Description of problem: Node connectivity stops working because, at a certain moment during what looks like a pod restart made by an openshift-ansible playbook (concretely, at this step[1]). What exactly happens is that the OVS flows table has the note flow at table 253 that signals SDN pod was setup, but not any of the flows setup during SDN setup process i.e. no table=0, no drop flow in several tables,... none of the rules setup here[2]. As per my understanding of the source code, I see no obviuos code path that could lead to the flow on table 253 without the flows from[2] having been created as well. Just as a last note: The correlation between the pod restart and the start of the failures was confirmed by a customer connectivity test. More details in attachments. Version-Release number of selected component (if applicable): 3.11.439 How reproducible: Consistently Steps to Reproduce: 1. Run an upgrade playbook that affects the nodes 2. 3. Actual results: Inconsistent OVS flow tables. Connectivity lost. Expected results: Consistent OVS flow tables. Connectivity working. Additional info: I'll provide detailed attachments. References: [1] - https://github.com/openshift/openshift-ansible/blob/release-3.11/roles/openshift_node/tasks/sdn_delete.yml#L5 [2] - https://github.com/openshift/origin/blob/release-3.11/pkg/network/node/ovscontroller.go#L73
Hmm, this looks suspiciously similar to: https://bugzilla.redhat.com/show_bug.cgi?id=1893067 and https://bugzilla.redhat.com/show_bug.cgi?id=1958390 It seems like there was an upgrade involved in this scenario - from which version to which? The bugs I have linked to have to do with an openshift-sdn issue on upgrades. I have a PR for it (https://github.com/openshift/sdn/pull/306), but I am not sure if it's valid on 3.11...I need to double check the architecture on old versions.

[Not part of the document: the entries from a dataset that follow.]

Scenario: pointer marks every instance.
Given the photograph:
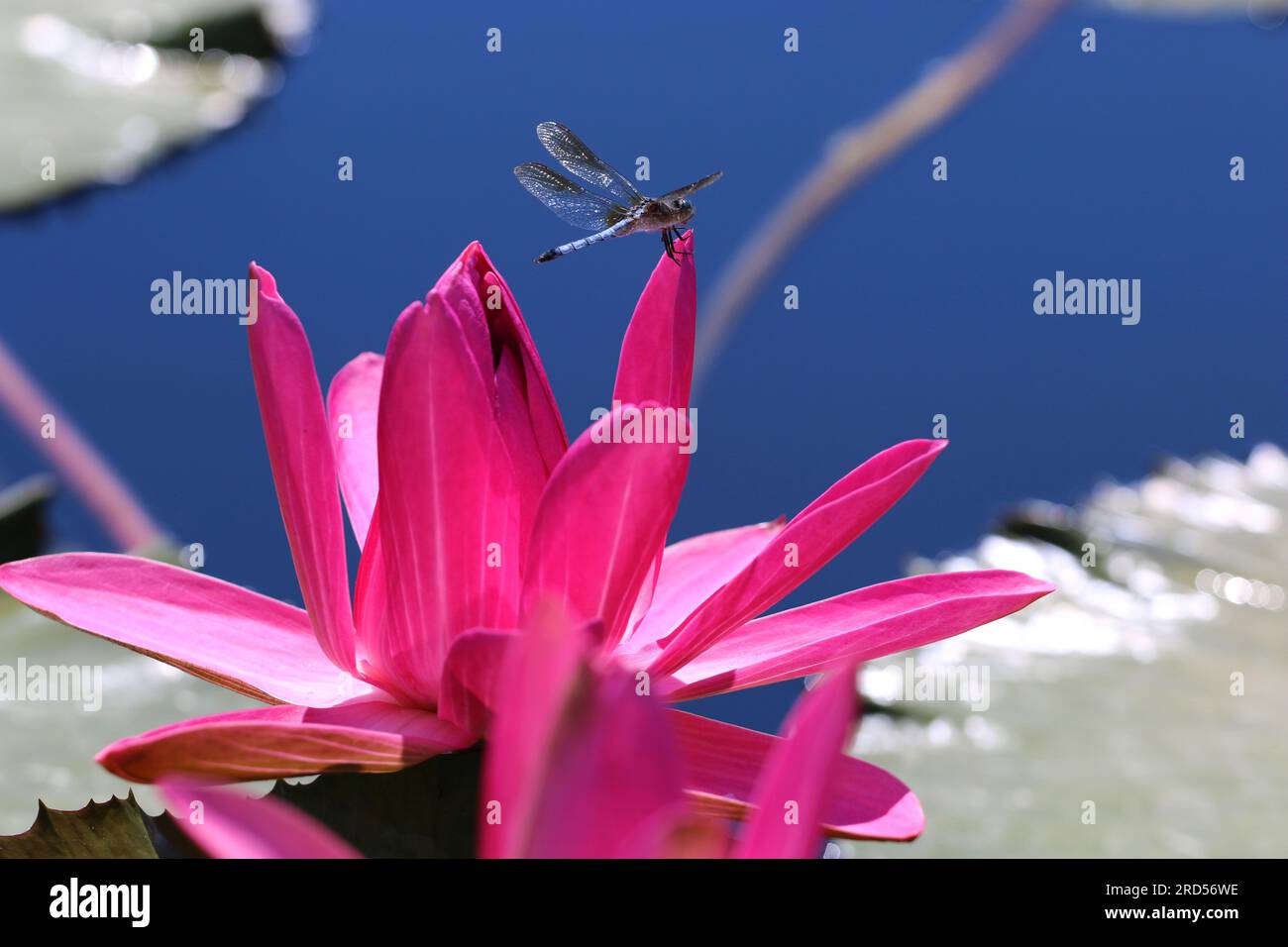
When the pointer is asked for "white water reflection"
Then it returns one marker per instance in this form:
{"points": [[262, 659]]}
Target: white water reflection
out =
{"points": [[1153, 684]]}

Hi, It happens from any version to any version by just running the upgrade playbook. It has happened even if upgrading "from same version to same version"
Hi Pablo Could you also upload the OVS logs from the same upgrade (i,e: before and after)? If they are still available? /Alex
Thanks for attaching. I was about to ask them through support case. However, watch out: The way you directly attached made them public, so they could have been accessed by anyone outside Red Hat or your company. For that reason, I have turned them private. In the future, please attach them through support case (which is private) so I can attach them privately and they are not exposed to public. Regards.
Also a correction to the bug description: It doesn't happen that consistently, but it sometimes requires many re-runs to happen in few machines.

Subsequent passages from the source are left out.